Tuesday, March 29, 2011

Yay!!

Just a little update:  I got word from the agency that they are going to show my profile to potential IPs on Thursday!  I'm so excited!  I'm also nervous at the same time.  If they like what they see in my profile, then I get to see theirs.  If we both like each other, then we get to move to the next step.  I'm crossing my fingers.  :)

Wednesday, March 16, 2011

Another Day

So the show "One Born Every Minute" had a surrogate on it a couple weeks ago.  I watched it online last night since I missed it when it aired.  The surro, Susan, was amazing.  The nurse asked her if it was difficult to give up the baby after it's born.  Susan simply shook her head, smiled and said, "It's not mine.  I'm giving it back."  Aww, that is so true. 

People who don't fully understand surrogacy just don't get how someone can "give up a baby".  It's the whole mindset that this baby is not yours, you are simply the incubator that allows it to become viable so the parents can take over.  You are giving the baby back once it's able to survive without your warmth.  You are helping someone have a family that they otherwise wouldn't be able to have.  Needless to say, it was pretty emotional seeing the Intended Parents (IPs) finally get to hold their little boy that they had longed for for 17 years.  I just hope I can find just as wonderful IPs and that our journey allows them become the parents they have longed to be.

Tuesday, March 8, 2011

It's a GO!

I heard back from the agency regarding our psych evaluation.  Thankfully she said we passed.  By the end of this week, we can begin the matching process.  Yay!!  It's all coming along, slowly, but surely.

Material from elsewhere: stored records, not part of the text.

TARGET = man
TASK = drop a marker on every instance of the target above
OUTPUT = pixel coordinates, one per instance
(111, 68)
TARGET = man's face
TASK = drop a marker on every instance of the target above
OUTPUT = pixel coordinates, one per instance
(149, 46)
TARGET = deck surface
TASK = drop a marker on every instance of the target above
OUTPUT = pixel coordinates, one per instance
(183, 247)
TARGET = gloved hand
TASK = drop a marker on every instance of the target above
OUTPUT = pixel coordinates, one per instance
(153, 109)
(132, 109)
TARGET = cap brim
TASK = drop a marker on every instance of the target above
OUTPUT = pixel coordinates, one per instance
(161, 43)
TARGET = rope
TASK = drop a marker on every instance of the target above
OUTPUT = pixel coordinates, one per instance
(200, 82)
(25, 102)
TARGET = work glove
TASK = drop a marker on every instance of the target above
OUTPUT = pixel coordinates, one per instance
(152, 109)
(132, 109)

As a side note, I'm getting super anxious to tell more people.  Only a few friends, my mom and my two sisters know about this venture.  I know I shouldn't care what people think.  Their views and opinions are not going to change my mind.  This is something I've wanted to do for a few years. 

I'm extremely nervous to tell my dad.  He's a worrier and very sensitive like me (or I should say - I am sensitive like him).  I can just imagine what's going to go through his head once I tell him.  My mom and one sister are fully supportive, as are my friends.  The other sister hasn't said a whole lot about it, but she hasn't tried talking me out of it even though that is what she said she wanted to do.  I will tell more family once we are actually matched and beginning meds and such.  It all just can't come soon enough!

Friday, March 4, 2011

We are sane!

Our results came yesterday.  We are deemed sane!  Yay!  LOL!  Not that I thought it would say different, but it was nerve-wracking waiting for the results.  The doc said he sees absolutely no reason why we shouldn't be wonderful candidates.  The report was very interesting to read.  I've never had a "professional" evaluation done before.

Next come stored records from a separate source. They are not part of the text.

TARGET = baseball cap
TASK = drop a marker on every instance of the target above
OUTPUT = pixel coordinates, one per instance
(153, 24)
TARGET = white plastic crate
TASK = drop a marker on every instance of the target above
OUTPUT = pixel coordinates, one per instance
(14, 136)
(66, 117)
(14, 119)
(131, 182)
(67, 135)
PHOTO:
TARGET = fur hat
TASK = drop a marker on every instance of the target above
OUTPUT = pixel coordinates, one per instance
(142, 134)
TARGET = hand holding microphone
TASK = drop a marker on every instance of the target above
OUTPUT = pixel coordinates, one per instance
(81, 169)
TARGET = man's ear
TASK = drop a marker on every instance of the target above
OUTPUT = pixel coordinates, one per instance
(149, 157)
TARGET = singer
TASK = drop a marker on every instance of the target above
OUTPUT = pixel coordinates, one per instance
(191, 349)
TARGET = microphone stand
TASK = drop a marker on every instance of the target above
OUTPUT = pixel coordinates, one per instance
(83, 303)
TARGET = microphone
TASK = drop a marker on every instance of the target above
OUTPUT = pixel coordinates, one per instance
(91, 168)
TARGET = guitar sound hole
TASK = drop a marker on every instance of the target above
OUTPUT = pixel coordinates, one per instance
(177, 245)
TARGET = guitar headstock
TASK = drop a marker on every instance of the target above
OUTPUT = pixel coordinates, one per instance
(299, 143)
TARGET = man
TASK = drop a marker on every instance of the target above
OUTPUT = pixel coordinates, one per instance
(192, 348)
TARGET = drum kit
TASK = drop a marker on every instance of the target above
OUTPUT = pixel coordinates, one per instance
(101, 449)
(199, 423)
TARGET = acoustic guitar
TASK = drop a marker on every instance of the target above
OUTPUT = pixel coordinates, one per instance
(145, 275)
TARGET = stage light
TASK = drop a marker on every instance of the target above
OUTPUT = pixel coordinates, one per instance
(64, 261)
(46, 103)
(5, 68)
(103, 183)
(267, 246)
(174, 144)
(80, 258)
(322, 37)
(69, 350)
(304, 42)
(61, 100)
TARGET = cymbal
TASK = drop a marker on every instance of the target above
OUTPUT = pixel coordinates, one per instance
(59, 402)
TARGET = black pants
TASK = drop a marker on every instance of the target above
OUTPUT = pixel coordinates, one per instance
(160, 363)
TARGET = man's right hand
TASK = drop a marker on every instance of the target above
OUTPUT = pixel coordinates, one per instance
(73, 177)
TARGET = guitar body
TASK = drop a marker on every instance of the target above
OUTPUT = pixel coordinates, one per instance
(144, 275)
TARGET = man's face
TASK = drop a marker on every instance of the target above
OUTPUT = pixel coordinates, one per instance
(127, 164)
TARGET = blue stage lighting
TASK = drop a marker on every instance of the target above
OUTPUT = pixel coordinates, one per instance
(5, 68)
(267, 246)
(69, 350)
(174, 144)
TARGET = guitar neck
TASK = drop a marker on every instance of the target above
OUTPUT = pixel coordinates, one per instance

The agency can now show my profile to prospective parents.  More waiting.  It seems that surrogacy is a lot of "hurry up and wait" from what I understand.  I just hope we meet a person/couple that is absolutely wonderful.

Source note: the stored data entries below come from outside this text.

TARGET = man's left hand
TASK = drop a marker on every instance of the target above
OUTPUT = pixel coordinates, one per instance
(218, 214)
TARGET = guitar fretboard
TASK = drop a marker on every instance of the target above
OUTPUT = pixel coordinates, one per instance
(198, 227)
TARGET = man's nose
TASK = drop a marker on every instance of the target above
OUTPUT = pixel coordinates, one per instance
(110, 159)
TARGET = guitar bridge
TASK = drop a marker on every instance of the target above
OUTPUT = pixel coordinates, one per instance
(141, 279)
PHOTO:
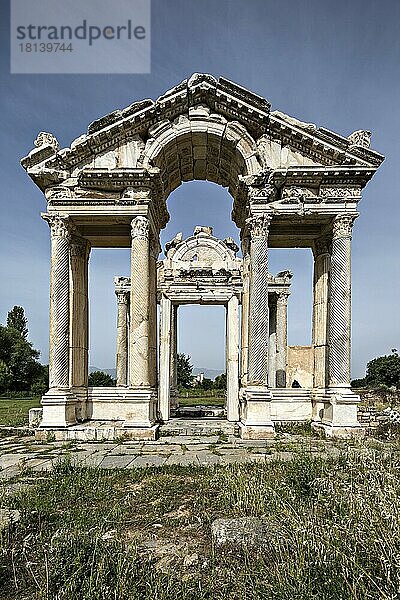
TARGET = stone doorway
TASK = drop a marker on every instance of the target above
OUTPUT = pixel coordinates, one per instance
(200, 270)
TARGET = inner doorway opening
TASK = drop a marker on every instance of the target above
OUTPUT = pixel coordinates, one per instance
(201, 344)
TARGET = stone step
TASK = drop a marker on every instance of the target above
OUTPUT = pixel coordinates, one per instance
(205, 426)
(199, 411)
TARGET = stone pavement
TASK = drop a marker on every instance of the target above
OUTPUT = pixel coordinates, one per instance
(18, 454)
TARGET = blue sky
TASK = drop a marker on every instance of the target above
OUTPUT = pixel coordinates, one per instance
(334, 63)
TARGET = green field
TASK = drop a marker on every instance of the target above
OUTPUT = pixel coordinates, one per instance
(201, 400)
(145, 534)
(14, 411)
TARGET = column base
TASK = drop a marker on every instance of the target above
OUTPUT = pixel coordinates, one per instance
(135, 407)
(339, 413)
(255, 413)
(59, 409)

Oh, and another plus:  K turned 6 months yesterday.  I am now officially able to proceed with the IVF procedure...which will be awhile from now, I'm sure.

Tuesday, March 1, 2011

Waiting...

Well, we had to have a psychological evaluation done.  We had to go to Cedar Rapids, Iowa.  That was a week and a half ago.  The doctor said he'd send us a copy of our evaluation.  He said it would take about 3 days.  Every day I'd check the mail...nothing.  Then he calls and said he forgot to have us sign the information release form.  So he faxes it and we fax it back.  Okay, now I hope it comes any day now.  Hopefully the agency gets the copy and we get the go ahead.  I'm excited to get started with the whole process.  Hopefully we can find a wonderful match.  Okay, finishing up watching Tosh.O (luv him!) and heading to bed.  Night all!